Uma ideia puxa outra e isso me levou a perceber que essa era uma necessidade comum a todos nós, brasileiros. A nação precisava de um divã para compreender as tumultuadas relações com que, querendo ou não, estava envolvida até o fundo da alma. E o divã era bem adequado a isso, principalmente para compreendermos como se caracterizam, em nosso subconsciente, estes três elementos: Pátria, Nação e Estado.
A Pátria é a mãe. Amada e amável, gentil, generosa, pródiga em riquezas naturais. Na célebre definição de Rui, “não é um sistema, nem uma seita, nem um monopólio, nem uma forma de governo; é o céu, o solo, o povo, a tradição, a consciência, o lar, o berço dos filhos e o túmulo dos antepassados, a comunhão da lei, da língua e da liberdade”.

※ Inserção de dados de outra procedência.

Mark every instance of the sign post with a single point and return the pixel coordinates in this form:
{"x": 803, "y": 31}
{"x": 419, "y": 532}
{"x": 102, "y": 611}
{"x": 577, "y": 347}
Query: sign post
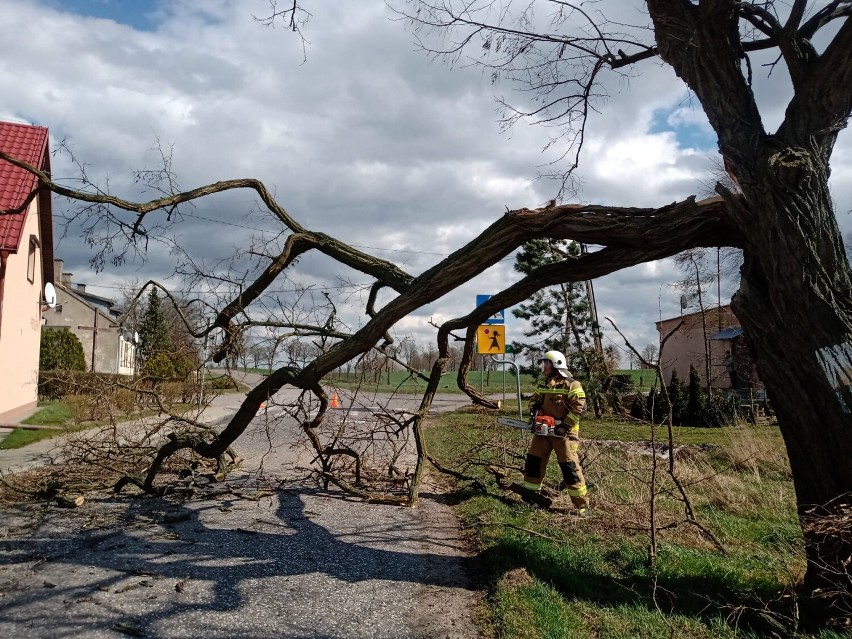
{"x": 490, "y": 337}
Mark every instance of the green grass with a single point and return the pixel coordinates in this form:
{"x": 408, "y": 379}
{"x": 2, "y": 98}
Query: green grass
{"x": 21, "y": 437}
{"x": 642, "y": 379}
{"x": 565, "y": 576}
{"x": 53, "y": 413}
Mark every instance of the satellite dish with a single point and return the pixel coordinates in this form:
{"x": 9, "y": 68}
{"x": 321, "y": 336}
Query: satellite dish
{"x": 50, "y": 295}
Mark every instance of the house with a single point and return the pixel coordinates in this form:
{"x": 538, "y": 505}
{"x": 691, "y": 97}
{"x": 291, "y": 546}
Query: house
{"x": 107, "y": 346}
{"x": 26, "y": 264}
{"x": 716, "y": 332}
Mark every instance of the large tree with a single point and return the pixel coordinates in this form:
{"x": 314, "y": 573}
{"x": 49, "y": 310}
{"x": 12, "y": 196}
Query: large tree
{"x": 795, "y": 298}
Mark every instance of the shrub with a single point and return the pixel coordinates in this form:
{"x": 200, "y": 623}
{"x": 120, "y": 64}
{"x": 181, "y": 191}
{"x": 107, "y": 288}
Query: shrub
{"x": 695, "y": 404}
{"x": 159, "y": 365}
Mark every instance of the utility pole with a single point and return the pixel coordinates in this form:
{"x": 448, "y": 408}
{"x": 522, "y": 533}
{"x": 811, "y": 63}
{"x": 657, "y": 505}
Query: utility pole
{"x": 593, "y": 313}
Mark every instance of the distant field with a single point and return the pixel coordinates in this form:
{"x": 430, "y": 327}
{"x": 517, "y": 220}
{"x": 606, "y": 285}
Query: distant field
{"x": 641, "y": 379}
{"x": 402, "y": 382}
{"x": 489, "y": 382}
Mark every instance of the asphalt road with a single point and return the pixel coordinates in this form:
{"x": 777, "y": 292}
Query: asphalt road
{"x": 264, "y": 554}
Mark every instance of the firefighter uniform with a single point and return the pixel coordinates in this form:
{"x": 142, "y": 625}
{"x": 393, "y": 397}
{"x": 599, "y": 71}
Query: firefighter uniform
{"x": 563, "y": 399}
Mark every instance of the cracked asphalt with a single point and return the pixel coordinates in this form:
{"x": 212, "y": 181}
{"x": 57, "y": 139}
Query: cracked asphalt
{"x": 263, "y": 554}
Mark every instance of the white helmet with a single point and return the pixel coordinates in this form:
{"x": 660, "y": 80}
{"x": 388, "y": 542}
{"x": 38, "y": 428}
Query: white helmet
{"x": 558, "y": 360}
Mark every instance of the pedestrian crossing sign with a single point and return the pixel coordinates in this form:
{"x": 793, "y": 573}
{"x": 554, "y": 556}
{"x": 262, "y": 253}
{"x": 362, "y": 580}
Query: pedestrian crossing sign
{"x": 490, "y": 339}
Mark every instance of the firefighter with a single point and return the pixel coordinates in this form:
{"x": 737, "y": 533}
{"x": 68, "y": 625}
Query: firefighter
{"x": 562, "y": 398}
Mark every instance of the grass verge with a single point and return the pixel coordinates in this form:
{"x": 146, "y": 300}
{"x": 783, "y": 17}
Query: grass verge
{"x": 553, "y": 574}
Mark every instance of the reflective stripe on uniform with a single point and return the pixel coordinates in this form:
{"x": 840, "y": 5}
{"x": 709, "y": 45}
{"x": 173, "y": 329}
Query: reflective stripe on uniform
{"x": 577, "y": 492}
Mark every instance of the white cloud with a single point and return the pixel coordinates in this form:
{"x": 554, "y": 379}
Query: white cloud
{"x": 365, "y": 139}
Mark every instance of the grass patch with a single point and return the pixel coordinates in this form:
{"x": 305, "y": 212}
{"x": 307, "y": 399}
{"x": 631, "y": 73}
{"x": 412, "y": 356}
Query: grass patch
{"x": 21, "y": 437}
{"x": 53, "y": 413}
{"x": 553, "y": 574}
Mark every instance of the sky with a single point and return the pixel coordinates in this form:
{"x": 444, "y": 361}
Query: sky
{"x": 356, "y": 132}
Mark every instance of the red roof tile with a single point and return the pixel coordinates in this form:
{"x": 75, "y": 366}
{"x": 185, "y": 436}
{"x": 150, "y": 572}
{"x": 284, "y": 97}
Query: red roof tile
{"x": 28, "y": 144}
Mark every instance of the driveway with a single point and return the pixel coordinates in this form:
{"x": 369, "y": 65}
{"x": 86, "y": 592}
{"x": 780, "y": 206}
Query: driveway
{"x": 264, "y": 554}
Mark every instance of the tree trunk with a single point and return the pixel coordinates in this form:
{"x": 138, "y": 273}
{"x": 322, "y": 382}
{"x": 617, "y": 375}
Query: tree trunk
{"x": 795, "y": 305}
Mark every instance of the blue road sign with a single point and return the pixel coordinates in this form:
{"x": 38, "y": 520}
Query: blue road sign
{"x": 498, "y": 318}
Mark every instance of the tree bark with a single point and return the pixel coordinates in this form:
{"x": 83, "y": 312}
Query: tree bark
{"x": 795, "y": 296}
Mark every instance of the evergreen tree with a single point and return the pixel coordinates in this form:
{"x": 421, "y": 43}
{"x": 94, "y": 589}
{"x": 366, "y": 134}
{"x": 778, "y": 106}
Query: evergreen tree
{"x": 679, "y": 400}
{"x": 559, "y": 316}
{"x": 61, "y": 350}
{"x": 153, "y": 329}
{"x": 695, "y": 403}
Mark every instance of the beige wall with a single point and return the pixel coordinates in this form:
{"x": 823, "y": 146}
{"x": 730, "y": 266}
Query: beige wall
{"x": 687, "y": 346}
{"x": 20, "y": 332}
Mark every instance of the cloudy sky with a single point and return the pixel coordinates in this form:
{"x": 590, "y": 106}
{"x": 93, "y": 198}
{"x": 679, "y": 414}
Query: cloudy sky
{"x": 357, "y": 133}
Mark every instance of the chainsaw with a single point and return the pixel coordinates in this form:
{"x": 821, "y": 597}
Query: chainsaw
{"x": 540, "y": 425}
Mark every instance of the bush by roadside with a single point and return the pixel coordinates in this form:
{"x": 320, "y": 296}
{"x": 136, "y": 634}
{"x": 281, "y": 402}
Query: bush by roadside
{"x": 733, "y": 570}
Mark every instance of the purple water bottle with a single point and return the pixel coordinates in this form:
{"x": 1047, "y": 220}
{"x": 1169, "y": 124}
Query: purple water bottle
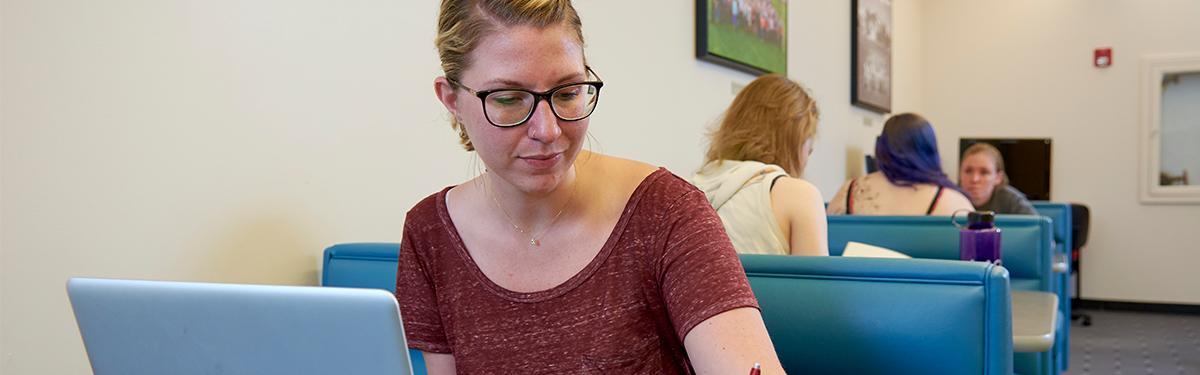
{"x": 979, "y": 240}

A Nação somos nós, herdeiros dessa tradição, fé, consciência e idioma; herdeiros da cultura, valores e verdades aprendidos no lar.
O Estado é essa criatura, esse ente político, que se vai tornando abominável. Criatura, sim, porque bem antes dele surgir na história havia a pessoa humana, gregária, havia a comunidade, e foi nela que nasceu o Estado. Discutam os filósofos os fatores causais e instrumentais desse nascimento, mas sua finalidade é servir. E se alguma dúvida houver, lembremo-nos: o Estado brasileiro tem a forma a ele conferida pela sociedade num processo legislativo em que os constituintes agiam como seu representante.

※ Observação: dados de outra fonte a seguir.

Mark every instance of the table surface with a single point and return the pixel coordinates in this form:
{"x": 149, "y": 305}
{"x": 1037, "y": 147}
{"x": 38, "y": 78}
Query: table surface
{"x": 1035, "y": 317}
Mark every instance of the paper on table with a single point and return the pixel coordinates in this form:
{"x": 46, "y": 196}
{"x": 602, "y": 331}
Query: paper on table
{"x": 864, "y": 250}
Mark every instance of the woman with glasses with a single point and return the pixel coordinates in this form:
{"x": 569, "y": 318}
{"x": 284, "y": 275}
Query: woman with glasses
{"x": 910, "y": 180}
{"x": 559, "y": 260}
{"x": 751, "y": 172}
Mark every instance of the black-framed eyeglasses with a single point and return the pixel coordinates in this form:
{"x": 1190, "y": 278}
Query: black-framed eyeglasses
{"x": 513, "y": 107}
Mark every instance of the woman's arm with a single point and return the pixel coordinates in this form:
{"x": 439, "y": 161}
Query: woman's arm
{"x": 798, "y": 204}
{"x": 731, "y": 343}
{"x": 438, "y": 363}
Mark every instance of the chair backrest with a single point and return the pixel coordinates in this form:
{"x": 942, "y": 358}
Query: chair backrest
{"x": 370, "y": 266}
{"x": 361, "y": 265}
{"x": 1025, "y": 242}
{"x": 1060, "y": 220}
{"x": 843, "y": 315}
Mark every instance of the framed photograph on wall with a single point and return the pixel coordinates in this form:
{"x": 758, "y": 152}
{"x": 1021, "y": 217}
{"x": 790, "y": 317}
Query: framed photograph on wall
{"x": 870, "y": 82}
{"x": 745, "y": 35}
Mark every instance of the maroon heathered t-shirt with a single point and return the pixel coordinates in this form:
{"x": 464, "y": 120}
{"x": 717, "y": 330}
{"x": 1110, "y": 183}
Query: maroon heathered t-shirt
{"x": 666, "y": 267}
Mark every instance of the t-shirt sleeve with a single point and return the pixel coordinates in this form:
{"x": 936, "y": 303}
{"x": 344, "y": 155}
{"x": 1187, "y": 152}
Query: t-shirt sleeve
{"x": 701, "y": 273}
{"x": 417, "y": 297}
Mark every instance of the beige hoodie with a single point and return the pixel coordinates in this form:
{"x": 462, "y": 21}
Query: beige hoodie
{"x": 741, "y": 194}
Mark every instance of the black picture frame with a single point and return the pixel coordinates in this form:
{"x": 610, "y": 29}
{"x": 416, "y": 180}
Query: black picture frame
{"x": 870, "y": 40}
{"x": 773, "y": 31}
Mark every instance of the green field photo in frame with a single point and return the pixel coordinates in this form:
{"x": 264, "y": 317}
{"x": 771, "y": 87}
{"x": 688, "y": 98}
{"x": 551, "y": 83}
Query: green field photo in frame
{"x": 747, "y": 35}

Se a Pátria é a boa mãe e se nós somos seus filhos, o Estado brasileiro, então, é o pai ou padrasto de maus costumes e mau caráter, que abusa de seu poder, que cerceia direitos fundamentais, que não ouve os que estão sob sua autoridade, que avança sobre seus bens. Gastador, perdulário, desonesto e injusto, cuida prioritariamente de si mesmo e descumpre o único papel que lhe corresponde: servir à nação.
Capturados nesse triângulo psicológico, habituamo-nos a reverenciar o Estado e aqueles que o encarnam, como entes ou entidades superiores. Falamos a eles olhando para cima, numa reverência que convalida seu poder e sua conduta. Errados, estamos! A relação foi invertida. O Estado não existe para ser o monstro que nos sufoca. Se sua função é servir, a soberania popular deveria fazer a sociedade ver o Estado na perspectiva segundo a qual o Estado a vê: de cima para baixo, com o devido respeito pela importância dos papéis que desempenha. A soberania, contudo, desculpem informá-los, é popular.
Há que emergir desse drama quase freudiano, dessa tumultuada relação “familiar” em que nós, os brasileiros, fomos capturados.
Percival Puggina (76), membro da Academia Rio-Grandense de Letras, é arquiteto, empresário e escritor e titular do site www.puggina.org, colunista de dezenas de jornais e sites no país. Autor de Crônicas contra o totalitarismo; Cuba, a tragédia da utopia; Pombas e Gaviões; A Tomada do Brasil. Integrante do grupo Pensar+.
José Rui Sandim Benites - 06/12/2021 17:56:58
Excelente dicotomia entre Pátria, Nação e Estado. O que quero falar é dos que querem se apropriar do Estado. Este ente abstrato que administram a carga tributária da Nação de contribuintes. Que se colocam como heróis da Pátria. E que não produzem nada. E mais das vezes querem se locupletar com o dinheiro alheio. E os incautos os transformam como heróis. Heróis são a Nação que produzem, que pagam os tributos e que financia o Estado. Mas vai explicar isto para o idiota que será sempre iludido, pelos entes políticos. Que nada fazem a não se administrar o dinheiro alheio. Mais das vezes, não tem nem profissão e se diz o mais honesto e, pai dos pobres. E, não tem condições de administrar, nem uma banca de jornal. E um bando de seguidores uns inconscientes e outros conscientes por que lucram de alguma forma da popularidade enganosa de egocentricista que enriqueceu com a política.